Python Find Majority Number in O(n) time and O(1) memory [duplicate]

Question

I am working on my algorithm solving skills, and I am having trouble solving this problen in O(1) memory complexity.

Problem statement:

Given an array of integer numbers your task is to print to the standard output (stdout) the majority number. One number is considered majority if it occurs more than N / 2 times in an array of size N. Note: If no number is majority then print "None" Expected complexity: O(N) time, O(1) memory

Example input:

1 1 2 3 4 1 6 1 7 1 1

Example output:

1

Example input:

1 2 2 3

Example output:

None

Here is my code. I believe this is O(n) time (please correct me if I'm wrong), but this does not seem like O(1) memory.

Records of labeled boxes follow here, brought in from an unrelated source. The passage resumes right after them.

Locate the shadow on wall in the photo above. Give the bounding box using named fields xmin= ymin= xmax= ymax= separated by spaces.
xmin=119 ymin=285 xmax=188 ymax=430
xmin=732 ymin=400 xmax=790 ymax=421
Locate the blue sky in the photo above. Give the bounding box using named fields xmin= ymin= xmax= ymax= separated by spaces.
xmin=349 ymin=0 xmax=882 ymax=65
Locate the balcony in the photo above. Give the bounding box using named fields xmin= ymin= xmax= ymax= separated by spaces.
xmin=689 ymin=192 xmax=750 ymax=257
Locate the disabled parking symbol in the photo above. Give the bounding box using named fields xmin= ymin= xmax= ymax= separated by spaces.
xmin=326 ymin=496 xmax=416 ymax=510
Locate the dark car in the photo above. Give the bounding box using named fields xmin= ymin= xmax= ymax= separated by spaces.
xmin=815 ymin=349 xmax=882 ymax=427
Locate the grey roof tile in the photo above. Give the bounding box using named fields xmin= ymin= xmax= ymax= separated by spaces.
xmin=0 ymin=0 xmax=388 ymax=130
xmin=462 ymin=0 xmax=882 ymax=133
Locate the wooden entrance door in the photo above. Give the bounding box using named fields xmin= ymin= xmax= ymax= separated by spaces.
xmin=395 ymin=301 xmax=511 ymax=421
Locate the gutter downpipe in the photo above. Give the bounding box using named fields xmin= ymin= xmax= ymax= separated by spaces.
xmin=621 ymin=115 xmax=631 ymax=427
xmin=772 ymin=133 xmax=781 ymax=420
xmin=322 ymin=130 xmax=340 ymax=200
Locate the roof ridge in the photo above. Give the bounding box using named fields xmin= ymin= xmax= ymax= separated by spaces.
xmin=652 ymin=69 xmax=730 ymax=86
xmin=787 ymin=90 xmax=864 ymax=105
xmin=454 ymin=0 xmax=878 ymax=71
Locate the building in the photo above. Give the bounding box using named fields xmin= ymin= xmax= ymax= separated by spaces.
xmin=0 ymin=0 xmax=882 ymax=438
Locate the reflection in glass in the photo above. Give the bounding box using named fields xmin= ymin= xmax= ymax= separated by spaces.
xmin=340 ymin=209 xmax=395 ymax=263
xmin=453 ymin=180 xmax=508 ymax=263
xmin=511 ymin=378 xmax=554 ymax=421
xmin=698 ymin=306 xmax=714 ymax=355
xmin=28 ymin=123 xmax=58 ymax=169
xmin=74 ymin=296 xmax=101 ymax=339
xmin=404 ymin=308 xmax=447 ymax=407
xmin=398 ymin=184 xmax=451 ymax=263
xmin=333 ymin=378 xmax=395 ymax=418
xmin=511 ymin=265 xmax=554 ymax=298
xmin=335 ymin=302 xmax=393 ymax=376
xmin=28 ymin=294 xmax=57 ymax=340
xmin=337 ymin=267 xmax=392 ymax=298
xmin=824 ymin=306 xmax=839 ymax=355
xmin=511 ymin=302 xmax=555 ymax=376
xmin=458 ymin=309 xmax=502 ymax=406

How can I achieve O(n) time and O(1) memory?

def majority(v):
    nums={}
    for num in v:
        if num in nums:
            nums[num]+=1
        else: nums[num]=1
    maxcount=['None',0]
    for num in nums:
        if nums[num] > maxcount[1] and nums[num] > len(v)/2: 
            maxcount[0] = num
            maxcount[1]=nums[num]
    print maxcount[0]

Answer 1

Here's Python implementation of the linear time constant space majority vote algorithm:

def majority_element(seq, default=None):
    """Find which element in *seq* sequence is in the majority.

    Return *default* if no such element exists.

    Use Moore's linear time constant space majority vote algorithm
    """
    candidate = default
    count = 0
    for e in seq:
        if count != 0:
            count += 1 if candidate == e else -1
        else: # count == 0
            candidate = e
            count = 1

    # check the majority
    return candidate if seq.count(candidate) > len(seq) // 2 else default

Example

print(majority_element("A A A C C B B C C C B C C".split()))
print(majority_element("A A A A C B C C C B C C".split()))

Output

C
None

There is no majority in the second case.